Moving on to theory, this presentation will turn to the author’s surprising and delightful discovery that the 1990s was also the moment during which platform theory emerged in Japan within business and management discourse. From 1993-4 when several essays and an edited collection on “Platform Business” was first published (Deguchi 1993, Kokuryo 1994), to later work from the 1990s to the present, a vibrant and fascinating body of platform theory developed in Japan. While Japanese authors read and sometimes cite Anglo-American sources, it would seem that American and European scholarship on platforms comes both later, and with a relative focus on technologies, at least until the Rochet and Tirole's pioneering work in the early 2000s. Japanese scholars, by contrast, develop a focus in the 1990s on the function of platforms (particularly Internet-mediated ones such as auctions) as intermediaries and as the sites for multi-sided markets, retrospectively referred to as “Interaction-type platforms” or mediation platforms (Negoro and Ajiro's “An Outlook of Platform Theory Research in Business Studies”). In other words, we find a very early theorization of platforms of connectivity that marks a profound shift from the prior emphasis on platforms as technologies or technological base (the latter being tendency which still marks the treatment of platforms within media studies).

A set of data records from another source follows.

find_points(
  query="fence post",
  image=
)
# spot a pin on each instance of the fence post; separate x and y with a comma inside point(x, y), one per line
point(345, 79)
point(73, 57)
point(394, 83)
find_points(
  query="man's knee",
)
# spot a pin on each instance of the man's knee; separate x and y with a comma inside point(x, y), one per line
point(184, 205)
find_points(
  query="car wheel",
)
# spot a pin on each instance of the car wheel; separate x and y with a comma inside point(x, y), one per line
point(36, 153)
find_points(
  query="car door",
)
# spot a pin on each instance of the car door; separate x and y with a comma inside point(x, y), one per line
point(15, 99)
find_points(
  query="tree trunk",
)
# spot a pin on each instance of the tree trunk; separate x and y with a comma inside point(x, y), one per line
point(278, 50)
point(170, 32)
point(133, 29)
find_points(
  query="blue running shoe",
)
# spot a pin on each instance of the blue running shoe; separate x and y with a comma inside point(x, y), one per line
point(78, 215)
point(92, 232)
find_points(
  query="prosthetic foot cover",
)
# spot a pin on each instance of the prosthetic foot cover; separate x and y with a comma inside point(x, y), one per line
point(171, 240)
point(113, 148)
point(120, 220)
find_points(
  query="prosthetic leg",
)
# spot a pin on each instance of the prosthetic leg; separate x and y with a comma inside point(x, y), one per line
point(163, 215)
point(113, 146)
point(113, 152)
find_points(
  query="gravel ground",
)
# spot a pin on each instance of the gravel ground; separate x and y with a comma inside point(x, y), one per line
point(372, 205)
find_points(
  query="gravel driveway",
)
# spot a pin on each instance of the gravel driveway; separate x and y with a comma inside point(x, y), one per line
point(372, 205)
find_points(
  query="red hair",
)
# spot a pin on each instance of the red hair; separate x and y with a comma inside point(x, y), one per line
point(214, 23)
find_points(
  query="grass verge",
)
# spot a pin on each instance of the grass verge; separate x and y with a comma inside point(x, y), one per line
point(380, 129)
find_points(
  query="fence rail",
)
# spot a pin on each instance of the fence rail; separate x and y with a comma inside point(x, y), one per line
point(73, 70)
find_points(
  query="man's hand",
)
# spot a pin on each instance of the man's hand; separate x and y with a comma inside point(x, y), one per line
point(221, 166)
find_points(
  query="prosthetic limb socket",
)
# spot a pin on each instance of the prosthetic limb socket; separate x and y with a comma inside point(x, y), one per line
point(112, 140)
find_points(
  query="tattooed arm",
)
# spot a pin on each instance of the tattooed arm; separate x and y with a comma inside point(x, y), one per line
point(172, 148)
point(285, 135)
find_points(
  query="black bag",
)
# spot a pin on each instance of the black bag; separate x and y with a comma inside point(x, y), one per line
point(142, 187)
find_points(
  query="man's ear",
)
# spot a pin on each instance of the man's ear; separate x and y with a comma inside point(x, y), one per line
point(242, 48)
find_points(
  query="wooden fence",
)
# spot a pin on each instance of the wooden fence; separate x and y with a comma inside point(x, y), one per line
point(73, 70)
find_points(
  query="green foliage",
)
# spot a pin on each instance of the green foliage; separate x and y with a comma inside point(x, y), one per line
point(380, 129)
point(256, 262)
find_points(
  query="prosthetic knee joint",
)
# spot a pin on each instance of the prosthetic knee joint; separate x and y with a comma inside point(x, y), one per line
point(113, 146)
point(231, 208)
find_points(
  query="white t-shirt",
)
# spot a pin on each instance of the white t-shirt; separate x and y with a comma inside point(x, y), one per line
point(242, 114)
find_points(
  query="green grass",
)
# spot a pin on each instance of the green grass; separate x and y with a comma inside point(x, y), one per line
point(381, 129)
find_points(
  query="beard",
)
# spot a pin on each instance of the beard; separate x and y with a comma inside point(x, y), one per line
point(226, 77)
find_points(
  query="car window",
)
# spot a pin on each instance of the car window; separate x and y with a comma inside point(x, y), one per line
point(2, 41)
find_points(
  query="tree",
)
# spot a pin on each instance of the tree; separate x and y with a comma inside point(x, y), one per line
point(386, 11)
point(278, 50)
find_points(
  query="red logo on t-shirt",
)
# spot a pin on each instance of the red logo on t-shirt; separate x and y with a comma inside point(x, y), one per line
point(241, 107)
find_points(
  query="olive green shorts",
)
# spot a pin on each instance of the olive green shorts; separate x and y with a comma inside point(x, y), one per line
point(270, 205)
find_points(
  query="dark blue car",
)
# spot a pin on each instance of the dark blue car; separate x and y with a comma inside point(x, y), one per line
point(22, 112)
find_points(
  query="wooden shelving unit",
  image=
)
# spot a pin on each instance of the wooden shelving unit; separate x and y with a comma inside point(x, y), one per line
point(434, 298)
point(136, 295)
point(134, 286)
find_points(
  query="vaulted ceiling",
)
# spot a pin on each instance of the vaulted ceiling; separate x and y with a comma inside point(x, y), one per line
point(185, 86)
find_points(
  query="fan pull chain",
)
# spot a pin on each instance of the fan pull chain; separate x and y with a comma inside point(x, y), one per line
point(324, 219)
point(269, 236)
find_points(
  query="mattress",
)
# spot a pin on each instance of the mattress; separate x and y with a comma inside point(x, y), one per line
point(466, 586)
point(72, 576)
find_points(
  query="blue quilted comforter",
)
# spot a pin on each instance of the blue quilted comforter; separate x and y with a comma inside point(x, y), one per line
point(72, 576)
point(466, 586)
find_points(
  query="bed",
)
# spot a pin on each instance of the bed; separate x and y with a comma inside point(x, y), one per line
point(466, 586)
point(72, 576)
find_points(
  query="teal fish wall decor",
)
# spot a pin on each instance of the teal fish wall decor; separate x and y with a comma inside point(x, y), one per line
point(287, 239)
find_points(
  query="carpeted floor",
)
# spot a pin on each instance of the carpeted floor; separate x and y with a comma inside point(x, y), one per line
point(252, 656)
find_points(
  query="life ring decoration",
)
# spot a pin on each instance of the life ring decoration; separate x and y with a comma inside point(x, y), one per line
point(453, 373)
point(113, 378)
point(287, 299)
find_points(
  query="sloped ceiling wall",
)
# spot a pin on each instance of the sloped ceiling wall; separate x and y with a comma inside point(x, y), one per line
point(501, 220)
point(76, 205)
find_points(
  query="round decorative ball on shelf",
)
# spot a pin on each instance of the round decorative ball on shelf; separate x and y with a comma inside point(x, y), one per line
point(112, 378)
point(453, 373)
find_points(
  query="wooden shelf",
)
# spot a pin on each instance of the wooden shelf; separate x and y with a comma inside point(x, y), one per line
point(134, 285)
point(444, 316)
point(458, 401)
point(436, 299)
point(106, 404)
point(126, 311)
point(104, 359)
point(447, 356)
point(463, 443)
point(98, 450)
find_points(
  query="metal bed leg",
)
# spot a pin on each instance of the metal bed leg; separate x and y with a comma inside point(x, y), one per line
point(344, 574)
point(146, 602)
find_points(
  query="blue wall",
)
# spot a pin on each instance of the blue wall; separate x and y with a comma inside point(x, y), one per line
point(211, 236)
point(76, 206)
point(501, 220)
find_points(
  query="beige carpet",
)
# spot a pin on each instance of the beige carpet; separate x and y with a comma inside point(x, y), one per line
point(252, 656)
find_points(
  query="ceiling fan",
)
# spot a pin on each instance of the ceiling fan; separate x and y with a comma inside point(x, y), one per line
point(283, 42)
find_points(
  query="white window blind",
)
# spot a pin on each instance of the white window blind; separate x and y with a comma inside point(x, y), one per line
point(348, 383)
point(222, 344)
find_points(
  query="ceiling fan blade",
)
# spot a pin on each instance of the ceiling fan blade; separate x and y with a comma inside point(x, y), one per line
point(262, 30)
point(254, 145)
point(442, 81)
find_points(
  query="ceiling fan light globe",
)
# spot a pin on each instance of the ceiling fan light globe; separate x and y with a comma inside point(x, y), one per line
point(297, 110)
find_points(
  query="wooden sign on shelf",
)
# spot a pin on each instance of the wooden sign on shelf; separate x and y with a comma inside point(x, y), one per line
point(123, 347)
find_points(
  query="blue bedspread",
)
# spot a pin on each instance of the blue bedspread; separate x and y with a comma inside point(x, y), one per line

From the two angles of both platform practice (iMode) and platform theory (Negoro, Kokuryo, etc), it seems that a case can and should be made that we should trace the development of the platform concept to Japan - or, at the very least, through Japan. That is to say, to narrate the “genesis of the platform concept” we need to think of Japan as not only the side of production of platforms in the merely and rather limited hardware sense of the term - VHS, DVD players and game consoles - but the site of experimentation in the creation of platforms as multisided markets, and the site where platform in this latter sense is theorized from a very early stage. Whether or not this changes the fundamental issues surrounding the geopolitics of US platform domination - this presentation will briefly suggest it does - this certainly does require us to think about how we narrate and theorize platforms differently, and in a distinctly regional key.

Bibliography:

Deguchi, Hiroshi (1993) “Nettowaku no rieki to sangy­ō k­ōz­ō” (Network Merits and Industrial Structure), Journal of the Japanese Society for Management Information 1(2): 41-61.

Gillespie, Tarleton (2010), “The Politics of ‘Platforms,’” New Media & Society, 12(3): 347-364.

Imai, Kenichi and Kokury­ō Jir­ō, ed. (1994) ­Platform Business, InfoCom REVIEW (Winter).

Jin, Dal Yong (2015), Digital Platforms, Imperialism, and Political Culture, New York: Routledge.

Natsuno, Takeshi (2003), I-Mode Strategy, translated by Ruth South McCreery. London: Wiley.

Natsuno, Takeshi (2005), The i-Mode Wireless Ecosystem, translated by Ruth South McCreery. London: Wiley.

Negoro, Tatsuyuki and Satoshi Ajiro (2012), “An Outlook of Platform Theory Research in Business Studies,” Waseda Business and Economic Studies no.48: 1-29.

Rochet, Jean-Charles, and Jean Tirole (2003) “Platform Competition in Two Sided Markets,” Journal of the European Economic Association 1(4):990 –1029.